Perspectives on HERA Shareholders Can Take to the Bank – Or at Least Should
– January 29, 2015
During a teleconference call January 29, a House Financial Services Committee staff member with an obviously in-depth familiarity with Housing and Economic Recovery Act (HERA) of 2008 asked the authors of a new paper on the statute a pointed question.
Citing Sec. 4617(b)(2)(B) of the U.S. Code, he pressed whether that section of the law allows the government to take over the assets of mortgage market giants Fannie Mae and Freddie Mac with all powers of the shareholders. In other words, can’t the government do pretty much as it sees fit as the conservator of these government-sponsored enterprises (GSEs)? After all, aren’t the rights of the stockholders suspended during the conservatorship?
The only problem with this line of inquiry is that it misses other key components of the law as well as the intention of Congress – the letter and the spirit of the law. A complete reading of that section of the U.S. Code makes clear that it stipulates that the Federal Housing Finance Agency, which HERA created and vested all power in as conservator, is to do whatever is needed to “conserve and preserve” the GSE’s assets. There’s also the explicit and separate direction to conservators to takes steps necessary to put the regulated entity in a “sound and solvent condition.” In other words, a conservatorship is meant to be a temporary arrangement that anticipates restoring the GSEs and stockholders continue to retain all rights in the stock’s financial worth, which, by the way, is determined by the market, not the government.
Even allowing that laws are subject to interpretation, it is hard to argue that the drafters intended the opposite of what they said was intended. And Michael Krimminger and Mark Calabria, who recently published”The Conservatorships of Fannie Mae and Freddie Mac:Actions Violate HERA and Established Insolvency Principles,” know what the drafters intended. Krimminger, who was capping off a long and distinguished career at the Federal Deposit Insurance Corporation (FDIC) as its general counsel, and Calabria, who was a top aide to Senate Banking Committee Chairman Richard Shelby, understood more than most people in the room the statutory history and political imperatives that went into the letter and spirit of the law.
They understood Congress didn’t have to start from scratch when writing HERA. Lawmakers looked at bank conservatorships and receiverships under the Federal Deposit Insurance Act (FDIA) and made a conscious decision to replicate the provisions aimed at protecting stakeholders. Congress embraced the long-held understanding of conservatorships should be relatively short-term proceedings with the interests of stakeholders in mind.

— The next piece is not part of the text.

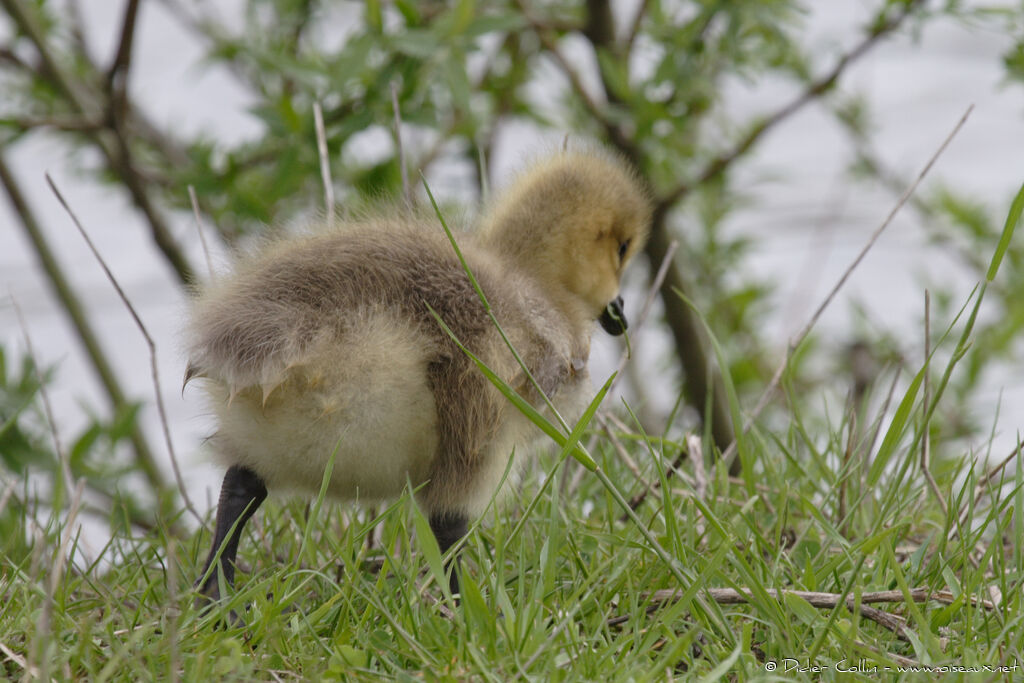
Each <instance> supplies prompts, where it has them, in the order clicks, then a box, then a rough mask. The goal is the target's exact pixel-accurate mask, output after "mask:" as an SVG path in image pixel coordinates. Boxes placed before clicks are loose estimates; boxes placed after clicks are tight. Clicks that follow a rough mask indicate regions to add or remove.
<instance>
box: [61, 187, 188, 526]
mask: <svg viewBox="0 0 1024 683" xmlns="http://www.w3.org/2000/svg"><path fill="white" fill-rule="evenodd" d="M46 183H47V184H48V185H49V186H50V189H51V190H53V194H54V195H55V196H56V198H57V201H58V202H60V206H62V207H63V209H65V211H67V212H68V215H69V216H70V217H71V220H72V222H73V223H75V227H77V228H78V231H79V233H80V234H81V236H82V239H83V240H85V243H86V244H87V245H88V246H89V251H91V252H92V255H93V256H95V257H96V260H97V261H98V262H99V265H100V267H102V269H103V272H104V273H105V274H106V279H108V280H109V281H111V285H113V286H114V289H115V290H116V291H117V293H118V296H119V297H120V298H121V301H122V302H124V304H125V307H126V308H127V309H128V312H129V313H130V314H131V317H132V319H133V321H134V322H135V326H136V327H137V328H138V330H139V332H141V333H142V338H143V339H145V344H146V346H147V347H148V348H150V370H151V372H152V374H153V388H154V392H155V394H156V397H157V411H158V412H159V413H160V425H161V427H162V428H163V430H164V440H165V441H166V443H167V453H168V455H169V456H170V459H171V468H172V469H173V470H174V478H175V480H176V481H177V483H178V492H179V493H180V494H181V499H182V500H183V501H184V504H185V507H186V508H187V509H188V511H189V512H190V513H191V514H193V516H194V517H195V518H196V521H197V522H199V525H200V526H203V516H202V515H201V514H199V512H198V511H197V510H196V507H195V506H194V505H193V502H191V499H190V498H189V497H188V492H187V489H186V488H185V483H184V479H183V478H182V477H181V470H180V468H179V467H178V457H177V454H176V453H175V451H174V443H173V442H172V440H171V428H170V426H169V424H168V421H167V410H166V409H165V408H164V396H163V392H162V391H161V389H160V373H159V372H158V369H157V344H156V342H154V341H153V337H151V336H150V331H148V330H146V328H145V325H144V324H143V323H142V318H140V317H139V316H138V312H136V310H135V307H134V306H132V305H131V301H129V300H128V296H127V295H126V294H125V293H124V290H123V289H121V284H120V283H118V280H117V278H115V276H114V273H113V272H111V269H110V267H109V266H108V265H106V261H104V260H103V257H102V255H100V253H99V250H97V249H96V246H95V245H94V244H92V239H91V238H90V237H89V233H88V232H86V231H85V227H83V226H82V222H81V221H80V220H79V219H78V216H77V215H75V212H74V211H72V208H71V206H69V205H68V201H67V200H65V198H63V195H61V194H60V190H59V189H57V186H56V184H54V182H53V179H52V178H51V177H50V175H49V173H47V174H46Z"/></svg>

“Foremost in the drafters’ minds was the importance of both continuing the Companies’ operations without disruption and maintaining market confidence in the fair treatment of the Companies’ stakeholders by the government,” they wrote.
It isn’t just on the definition of conservatorship where the white paper strips naked the illegality of the Administration’s current policy of using revenues from Fannie Mae and Freddie Mac as a general government checking account.

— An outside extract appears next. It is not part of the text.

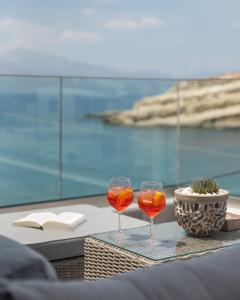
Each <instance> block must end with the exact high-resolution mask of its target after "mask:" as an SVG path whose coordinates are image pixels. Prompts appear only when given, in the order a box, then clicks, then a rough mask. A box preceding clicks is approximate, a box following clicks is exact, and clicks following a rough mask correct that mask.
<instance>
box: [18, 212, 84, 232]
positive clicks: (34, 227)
mask: <svg viewBox="0 0 240 300" xmlns="http://www.w3.org/2000/svg"><path fill="white" fill-rule="evenodd" d="M84 220H85V216H84V215H82V214H78V213H73V212H63V213H61V214H59V215H56V214H54V213H51V212H40V213H32V214H30V215H27V216H26V217H24V218H21V219H19V220H16V221H14V222H13V225H14V226H24V227H33V228H40V229H50V230H51V229H52V230H61V229H68V230H73V229H74V228H76V227H77V226H78V225H79V224H80V223H82V222H83V221H84Z"/></svg>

The paper also makes a compelling case that Congress wanted FHFA to be the lead agency in the conservatorship. Lawmakers opted to limit the Treasury Department’s role. They grasped that Fannie and Freddie were different animals than banks. They thought about it, debated it and still decided on narrow and confined roles for Treasury and other agencies.
That’s what makes the Third Amendment “sweep” by Treasury so audacious. Back to the question on teleconference, how can Fannie and Freddie ever become “sound and solvent” and shareholders compensated if Treasury snatches up the GSE’s profits every quarter? What’s more, if there is no way to create a buffer against future losses, will taxpayers once again have to pick up the tab in the next crisis affecting the housing market?

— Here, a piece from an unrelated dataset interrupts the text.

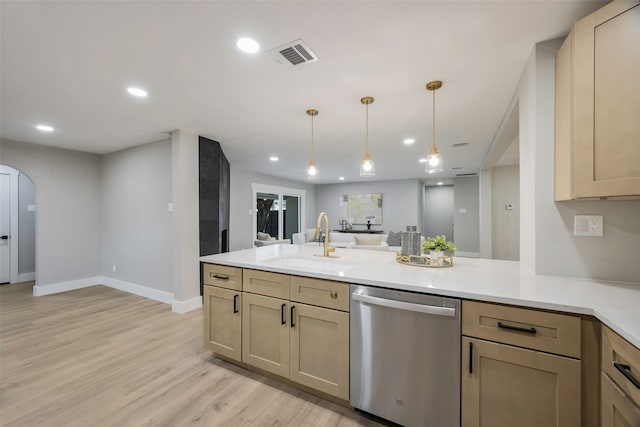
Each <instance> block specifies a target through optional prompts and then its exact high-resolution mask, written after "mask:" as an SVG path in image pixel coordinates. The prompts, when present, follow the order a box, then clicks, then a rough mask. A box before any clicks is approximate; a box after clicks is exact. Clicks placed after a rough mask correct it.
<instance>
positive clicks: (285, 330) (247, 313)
mask: <svg viewBox="0 0 640 427" xmlns="http://www.w3.org/2000/svg"><path fill="white" fill-rule="evenodd" d="M288 311H289V302H288V301H285V300H282V299H277V298H272V297H266V296H263V295H255V294H251V293H245V294H244V300H243V306H242V313H243V314H242V321H243V331H242V361H243V362H244V363H247V364H249V365H252V366H255V367H256V368H260V369H262V370H264V371H267V372H271V373H274V374H276V375H280V376H283V377H287V378H288V377H289V322H288V321H287V318H288Z"/></svg>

Krimminger and Calabria displayed an appreciation for legal precedent and political ramifications of HERA when they wrote, “These conservatorships most certainly were not profit-making enterprises for the regulators. In contrast to Treasury’s actions in the Companies’ conservatorships, banking regulators never considered it as possible that they could impose new, harsher deals after providing assistance or initiating conservatorship or use those transactions as vehicles to strip all remaining value from the banks. Why? Because it is not permitted under the law and would have devastating consequences to the future of banking.”
At the January 27 hearing before the House Financial Services Committee, FHFA Director Mel Watt seemed to acknowledge this wasn’t supposed to be the way HERA worked but lamented that his hands are tied since his predecessor, Ed DeMarco and Treasury worked out the Preferred Stock Purchase Agreements at the heart of the problem. As Krimminger and Calabria can tell Watt, his hands are actually free, legally, if not politically. But neither DeMarco nor any other agency officials ever have a free hand to work out an agreement that suits them but trumps a federal statute.
The analysis by Krimminger and Calabria makes what could be the most compelling case to date how flawed and legally dubious HERA’s execution has been and will continue to be until Congress and the Administration can agree on the future of mortgage secondary market giants.